In vivo observations have suggested that there is an hepatotrophic effect of insulin. By contrast, subsequent in vitro work, using the isolated perfused liver system, showed no effect or indeterminate effects of insulin on the transport of glucose into the hepatocyte. Because this system may not have endured long enough to show such an influence the transport of glucose using a 48 h suspension culture of hepatocytes isolated from young adult fed rats was explored, the suspension being infused continuously with insulin at a rate approximating the maximum entering portal blood in the fed state. (In a separate study, phloridzin was added after 2 h of incubation.) DNA, intracellular glucose and its inward transport, glycogen and the adenine nucleotides were measured at intervals.

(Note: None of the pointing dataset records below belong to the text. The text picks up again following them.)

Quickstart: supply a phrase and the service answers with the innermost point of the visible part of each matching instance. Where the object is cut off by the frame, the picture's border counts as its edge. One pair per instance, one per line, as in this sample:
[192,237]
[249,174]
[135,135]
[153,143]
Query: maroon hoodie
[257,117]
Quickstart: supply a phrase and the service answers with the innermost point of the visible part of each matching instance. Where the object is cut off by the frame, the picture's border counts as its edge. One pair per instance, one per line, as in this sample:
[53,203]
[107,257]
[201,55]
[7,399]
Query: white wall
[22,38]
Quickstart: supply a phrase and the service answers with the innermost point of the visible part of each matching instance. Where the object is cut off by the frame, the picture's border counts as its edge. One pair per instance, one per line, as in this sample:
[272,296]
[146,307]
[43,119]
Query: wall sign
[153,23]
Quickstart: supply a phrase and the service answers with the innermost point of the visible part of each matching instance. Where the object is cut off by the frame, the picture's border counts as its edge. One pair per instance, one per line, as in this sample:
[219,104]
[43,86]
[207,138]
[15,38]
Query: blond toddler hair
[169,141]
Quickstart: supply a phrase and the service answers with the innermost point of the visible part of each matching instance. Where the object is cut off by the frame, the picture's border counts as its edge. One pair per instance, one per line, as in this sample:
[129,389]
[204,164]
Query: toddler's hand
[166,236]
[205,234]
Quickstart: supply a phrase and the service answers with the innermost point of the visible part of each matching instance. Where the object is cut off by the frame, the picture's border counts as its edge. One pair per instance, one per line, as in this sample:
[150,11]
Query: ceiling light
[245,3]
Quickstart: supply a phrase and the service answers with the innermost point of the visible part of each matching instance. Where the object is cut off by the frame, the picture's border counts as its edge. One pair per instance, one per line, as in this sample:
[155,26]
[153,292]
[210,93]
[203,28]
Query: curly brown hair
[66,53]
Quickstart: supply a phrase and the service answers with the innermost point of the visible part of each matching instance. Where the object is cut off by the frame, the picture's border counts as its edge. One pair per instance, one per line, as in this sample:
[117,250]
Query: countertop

By comparison with control or untreated cells, insulin-treated cells showed significantly more DNA and intracellular glucose and the differences were abolished by phloridzin. Glucose transport rates fell to low values in untreated controls and still lower with insulin plus phloridzin, but the initial rate was maintained to the end (48 h) by insulin alone. Results for glycogen were similar to those for intracellular glucose. There was a close correlation (r = 0.96) between these 2. The total adenine nucleotide pool and the concentration of ATP were maintained for abut 24 h and fell to half their initial values by 48 h. Insulin had increased these concentrations significantly by 6 h. Although concentrations of ADP and AMP decreased gradually in all groups of cells, insulin enhanced the level of ADP by 12 h but had no measurable effect on that of AMP. The energy charge increased slightly throughout incubation but more so (by 6 h) in the presence of insulin. In the longer term, (> 12 h) insulin in the portal circulation apparently maintains the characteristic free permeability of the hepatocyte to glucose and this permits a variety of effects related to glucose entry into the hepatocyte.